November Economic Roundup
Global economic growth is expected to be 3.6% this year and 3.7% next year, up pleasantly from 3.2% in 2016.Better yet, all 15 nations that the IMF individually follows are growing. As for the US, after 1.5% growth last year, 2017 looks to show 2.1% growth and next year, 2.3%. China will grow fastest at 6.8%, edging out India at 6.7%, but India should top the charts in 2018.
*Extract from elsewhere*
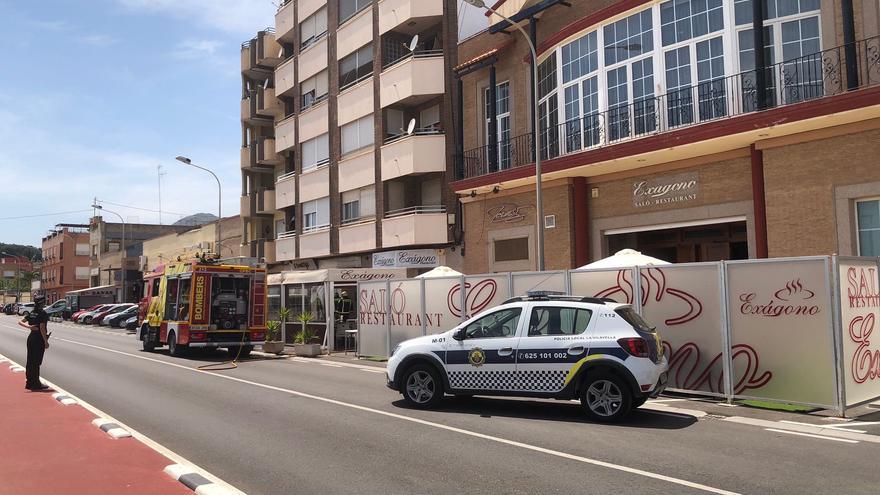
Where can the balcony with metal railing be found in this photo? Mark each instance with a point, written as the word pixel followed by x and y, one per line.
pixel 804 79
pixel 414 225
Falling Fuel Deteriorating Deficit
In FY2017, the federal deficit widened to $666 billion or 3.5% of GDP, up from $586 billion or 3.2% of GDP in FY2016. The deficit has averaged 3.1% over the last 40 years. While receipts rose to $3.315 trillion, up from $3.267 trillion in FY2016, expenditures hit $3.981 trillion or 20.7% of GDP, up from $3.852 trillion. A rising deficit this late in a recovery is troubling.
Despite confusion wrought by hurricanes Harvey and Irma, September’s employment report was stellar. Upward revisions to wage growth totaling three-tenths-of- one-percent for July and August and a 0.5% rise in September suggest wages are rising! Moreover, the unemployment rate declined to 4.2%, its best level since 2/01, and the labor force participation rate rose to 63.1%, best since 3/14. These numbers all but guarantee a December Fed rate hike of 0.25%.
US households spent slightly less than $2,000 on gasoline in 2016, the lowest inflation-adjusted amount since 2003. The lowest amount spent on gasoline since 1980 was $1,500 in 1998, while the highest was about $3,300 in 1980 and 2012. However, as a percent of before-tax household income, gasoline spending was 5% in 1980, 4% in 2012, and just 2.2% in 2016, all due to slowly rising incomes.
According to the American Hospital Association, from 1995 through 2014, inpatient admissions to hospitals rose by just 7.6%. By contrast, outpatient visits to free-standing emergency rooms, clinics, urgent care facilities and micro-hospitals rose 81%. Non-hospital operations generate lower revenues but also higher profits as they have less overhead, fewer specialists and less fancy equipment. This is partly why Y-o-Y healthcare inflation has declined from 5% to 2%. Bye-bye hospitals.
For the year ending 6/17, the world’s highest paid athlete was soccer star Cristiano Ronaldo, who earned $93 million, followed by LeBron James, who brought home $86 million. Another soccer player, Lionel Messi was third with $80 million while tennis star Roger Federer was fourth at $64 million. The top 100 athletes earned a combined $3.1 billion, and the threshold to make the list; $21.4 million.